The quiet suspicion among some EU types is that when the crunch comes, Johnson's political ambition might kick in as the deadline looms. "When it comes down to it, does Boris, a man who has spent his entire career getting ready for this moment, want to be the shortest-serving prime minister in history? Because that's what will happen if he drags the UK off a cliff and there are no avocados in the shops and no medicine in hospitals," said one EU source with direct knowledge of private conversations taking place between EU officials.

There might have been some clues in Johnson's campaign launch speech. While he committed to leaving the EU at the next deadline and under no circumstances requesting a further extension, he also said unequivocally that a no-deal Brexit was not what he wanted. Tie these threads together, and it suddenly seems plausible that Johnson could end up trying to sell Theresa May's Withdrawal Agreement to lawmakers in London, come autumn.

How might this work? The Brexit deal, as it's commonly known, consists of two parts. First, the Withdrawal Agreement, which allows the UK to leave with no immediate consequences. Second, the Political Declaration, which outlines the intentions of both sides as they enter negotiations about the future relationship.

The Withdrawal Agreement contains a section called the Northern Ireland backstop, which, without getting into too much detail, is designed to prevent the return of border infrastructure at the frontier between Northern Ireland and the Republic of Ireland. It's been the key sticking point for Conservative Brexiteers, as it has no end point, and they say it effectively ties the UK to remain in the EU in all but name.
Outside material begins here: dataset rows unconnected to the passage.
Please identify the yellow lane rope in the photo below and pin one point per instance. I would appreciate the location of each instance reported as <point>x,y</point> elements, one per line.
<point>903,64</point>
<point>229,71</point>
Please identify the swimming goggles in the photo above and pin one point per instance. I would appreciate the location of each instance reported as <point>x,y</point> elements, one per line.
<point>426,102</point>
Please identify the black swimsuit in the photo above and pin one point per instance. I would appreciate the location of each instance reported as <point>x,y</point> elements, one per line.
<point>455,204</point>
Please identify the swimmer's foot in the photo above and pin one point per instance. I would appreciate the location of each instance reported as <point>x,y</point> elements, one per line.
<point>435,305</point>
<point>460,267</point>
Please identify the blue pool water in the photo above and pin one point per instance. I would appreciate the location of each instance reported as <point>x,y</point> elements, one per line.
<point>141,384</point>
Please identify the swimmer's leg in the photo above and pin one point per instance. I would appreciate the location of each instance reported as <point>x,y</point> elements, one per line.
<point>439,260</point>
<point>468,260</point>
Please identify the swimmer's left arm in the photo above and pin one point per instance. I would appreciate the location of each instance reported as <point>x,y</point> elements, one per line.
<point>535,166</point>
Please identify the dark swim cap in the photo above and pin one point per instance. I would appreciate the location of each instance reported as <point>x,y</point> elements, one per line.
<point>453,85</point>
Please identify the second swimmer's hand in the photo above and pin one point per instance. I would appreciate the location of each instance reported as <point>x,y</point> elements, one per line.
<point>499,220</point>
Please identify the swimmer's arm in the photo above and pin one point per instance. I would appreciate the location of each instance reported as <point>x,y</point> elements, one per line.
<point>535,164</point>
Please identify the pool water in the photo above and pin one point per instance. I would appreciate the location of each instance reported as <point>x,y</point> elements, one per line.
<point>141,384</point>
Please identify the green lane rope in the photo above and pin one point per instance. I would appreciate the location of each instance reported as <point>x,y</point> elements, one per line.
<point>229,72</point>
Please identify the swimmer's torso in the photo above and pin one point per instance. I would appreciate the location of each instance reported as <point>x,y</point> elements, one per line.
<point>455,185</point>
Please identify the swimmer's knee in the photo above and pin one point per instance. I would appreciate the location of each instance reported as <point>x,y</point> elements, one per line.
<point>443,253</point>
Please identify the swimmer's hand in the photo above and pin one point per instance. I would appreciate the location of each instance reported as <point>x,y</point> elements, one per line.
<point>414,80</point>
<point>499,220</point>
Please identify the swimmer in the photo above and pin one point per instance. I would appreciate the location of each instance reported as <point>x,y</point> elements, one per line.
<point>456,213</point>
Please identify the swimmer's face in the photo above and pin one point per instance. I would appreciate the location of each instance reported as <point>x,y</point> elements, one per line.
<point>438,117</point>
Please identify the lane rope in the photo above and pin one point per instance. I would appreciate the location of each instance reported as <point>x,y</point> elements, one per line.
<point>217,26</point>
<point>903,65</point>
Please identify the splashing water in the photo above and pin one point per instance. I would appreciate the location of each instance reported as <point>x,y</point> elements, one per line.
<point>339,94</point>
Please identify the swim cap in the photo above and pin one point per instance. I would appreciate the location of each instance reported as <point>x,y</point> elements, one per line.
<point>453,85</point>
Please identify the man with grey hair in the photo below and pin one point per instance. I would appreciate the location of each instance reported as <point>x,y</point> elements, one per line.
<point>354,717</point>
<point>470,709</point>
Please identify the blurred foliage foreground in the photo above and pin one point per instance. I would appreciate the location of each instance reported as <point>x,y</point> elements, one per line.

Johnson claims he can change the backstop; the EU says he can't. But he might be able to get further commitments in the Political Declaration that he could present as a huge victory to lawmakers in the UK. Why would Johnson triumph where May failed? Two reasons.
First, he is far more popular among Conservatives than May. One of the biggest concerns Brexiteers had was May being in charge of the second round of talks, given the concessions she made in round one. These were her concessions, not Johnson's. And they are more likely to trust him to hold a hard line in round two.

Second, it cannot be overstated exactly how sick the EU is of Brexit. European diplomatic sources say that there is increasing support among the other 27 EU member states for Emmanuel Macron's view that a no-deal outcome isn't as bad as the ongoing uncertainty. They want Brexit over and done with, but don't want to throw Ireland, the country that a no deal would most affect other than the UK, under the bus.

This means that a few concessions to help the man they loathe get a deal over the line and finally be shot of this mess might not be the worst price to pay. Should this happen, the politics of it would be very messy. Johnson, the darling of the Brexiteers, will try forcing a deal through parliament that he effectively quit May's government over. And if he fails to get a new deal approved, then it comes back to no deal or requesting a further extension.

All three outcomes -- deal, extension, no deal -- could spell the end of a Johnson premiership merely months after the 54-year-old finally achieves his dream of calling 10 Downing Street home. But this kind of brinkmanship, high-risk politics has defined the Brexit crisis ever since the Brexit vote, three years ago this month. There's no reason that should change now.